As rugged as the land from which he sprang, the Norwegian Elkhound was a cherished possession of his Viking masters, and he appears in many of the old sagas. Although he is known as the “Dog of the Vikings,” the Elkhounds earliest association with man dates from much earlier. In the famous Viste Cave at Jaeren in western Norway, archeological investigations brought to light a number of stone implements and bones dating from 5000 to 4000 BC.

From the present back through the centuries of recorded time, Elkhounds have been kept in Norwegian rural districts by farmers, herdsmen, and hunters to serve as watchdogs, guardians of flocks, and as trackers of big game: moose, reindeer, and bear. Outdoor jobs, all of them, in a rugged country and in a rigorous sub-arctic climate.

Included among these remains of an even earlier civilization were four skeletons of dogs, two of which were identified by Professor Brinchmann of the Bergen Museum as of definite Elkhound type. Thus even before the Viking Era, with primitive man the Elkhound had begun that long and staunch companionship with mankind. What his earliest duties were we can only surmise, but it is safe to say they involved the chase and the guardianship of his master’s crude belongings and primitive hearth.

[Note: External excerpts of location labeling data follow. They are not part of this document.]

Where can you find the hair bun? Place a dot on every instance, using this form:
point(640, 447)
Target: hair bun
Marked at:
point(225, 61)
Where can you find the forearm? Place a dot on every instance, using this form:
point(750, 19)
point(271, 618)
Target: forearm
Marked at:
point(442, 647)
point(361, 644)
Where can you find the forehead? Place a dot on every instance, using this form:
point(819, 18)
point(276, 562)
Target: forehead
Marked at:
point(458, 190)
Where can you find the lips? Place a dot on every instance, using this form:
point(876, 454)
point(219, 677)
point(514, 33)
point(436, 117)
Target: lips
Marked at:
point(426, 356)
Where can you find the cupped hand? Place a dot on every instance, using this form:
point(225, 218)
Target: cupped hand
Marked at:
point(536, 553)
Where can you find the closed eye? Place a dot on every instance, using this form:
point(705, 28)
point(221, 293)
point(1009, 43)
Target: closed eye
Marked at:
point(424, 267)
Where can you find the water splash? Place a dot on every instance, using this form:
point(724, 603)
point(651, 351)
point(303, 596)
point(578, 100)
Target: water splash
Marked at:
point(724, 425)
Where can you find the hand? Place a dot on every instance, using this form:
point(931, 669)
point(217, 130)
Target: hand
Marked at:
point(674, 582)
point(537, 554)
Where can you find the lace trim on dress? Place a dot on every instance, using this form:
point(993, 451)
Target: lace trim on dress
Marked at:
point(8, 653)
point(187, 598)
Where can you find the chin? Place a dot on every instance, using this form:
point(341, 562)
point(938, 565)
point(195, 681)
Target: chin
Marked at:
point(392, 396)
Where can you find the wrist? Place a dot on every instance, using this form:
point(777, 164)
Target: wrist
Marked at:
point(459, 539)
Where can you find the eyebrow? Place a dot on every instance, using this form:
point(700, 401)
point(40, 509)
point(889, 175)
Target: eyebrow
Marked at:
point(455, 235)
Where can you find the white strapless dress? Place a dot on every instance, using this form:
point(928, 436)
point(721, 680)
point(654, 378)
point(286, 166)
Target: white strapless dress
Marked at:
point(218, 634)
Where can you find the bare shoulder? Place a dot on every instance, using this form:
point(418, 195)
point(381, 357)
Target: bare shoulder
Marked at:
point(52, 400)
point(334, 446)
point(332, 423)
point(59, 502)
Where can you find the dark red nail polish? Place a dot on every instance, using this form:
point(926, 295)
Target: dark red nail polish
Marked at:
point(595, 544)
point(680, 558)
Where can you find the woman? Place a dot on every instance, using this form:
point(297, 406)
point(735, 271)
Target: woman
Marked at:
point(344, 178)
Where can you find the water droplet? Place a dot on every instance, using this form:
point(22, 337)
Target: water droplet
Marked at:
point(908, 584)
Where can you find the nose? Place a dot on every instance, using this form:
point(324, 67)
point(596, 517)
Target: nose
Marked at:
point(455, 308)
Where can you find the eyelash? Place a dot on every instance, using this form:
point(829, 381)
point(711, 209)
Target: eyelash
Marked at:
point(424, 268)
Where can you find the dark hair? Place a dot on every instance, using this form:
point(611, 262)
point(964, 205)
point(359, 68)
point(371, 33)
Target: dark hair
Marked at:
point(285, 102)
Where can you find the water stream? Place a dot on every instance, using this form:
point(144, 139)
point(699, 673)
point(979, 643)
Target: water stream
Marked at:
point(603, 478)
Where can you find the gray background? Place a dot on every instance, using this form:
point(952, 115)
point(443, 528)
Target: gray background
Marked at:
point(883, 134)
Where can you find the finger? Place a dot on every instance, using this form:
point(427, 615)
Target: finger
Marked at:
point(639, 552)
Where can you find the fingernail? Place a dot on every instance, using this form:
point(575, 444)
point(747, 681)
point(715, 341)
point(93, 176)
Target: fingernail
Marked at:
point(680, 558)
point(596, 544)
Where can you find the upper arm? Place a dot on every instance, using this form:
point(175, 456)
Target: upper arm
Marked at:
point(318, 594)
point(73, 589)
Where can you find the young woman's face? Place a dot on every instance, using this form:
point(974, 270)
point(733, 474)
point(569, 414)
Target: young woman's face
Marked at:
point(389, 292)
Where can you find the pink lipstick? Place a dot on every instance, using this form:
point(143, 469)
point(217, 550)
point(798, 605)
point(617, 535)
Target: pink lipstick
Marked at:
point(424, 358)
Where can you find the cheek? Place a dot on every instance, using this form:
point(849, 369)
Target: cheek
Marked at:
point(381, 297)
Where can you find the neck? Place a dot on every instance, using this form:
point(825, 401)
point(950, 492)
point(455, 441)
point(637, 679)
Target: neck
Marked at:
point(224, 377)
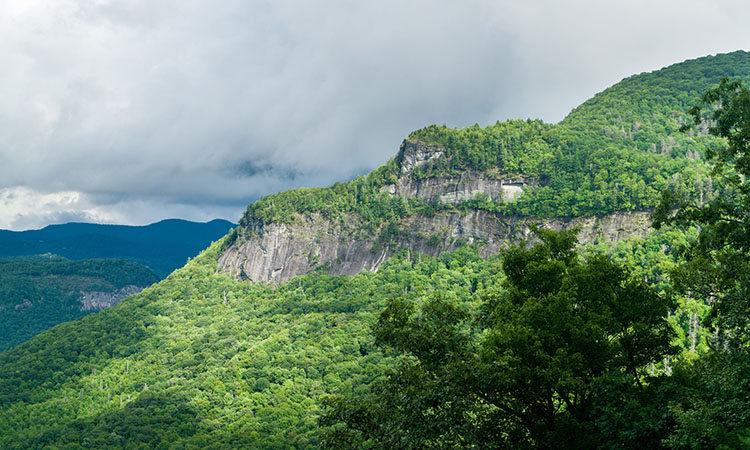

In 1877 the Norwegian Hunters Association held its first dog show, and that year perhaps marks the beginning of interest in the Elkhound as a show dog. In ensuing years, records and stud books were established, a standard formulated, and as an increasing number of experienced breeders in Norway focused their attention on the breed, the Elkhound gradually came into his own as a show dog.

Interest in the breed spread to England, and the British Elkhound Society was formed in 1923 about seven years before a similar organization to sponsor the breed appeared in this country. The Norwegian Elkhound Association of America was organized in an informal way about 1930.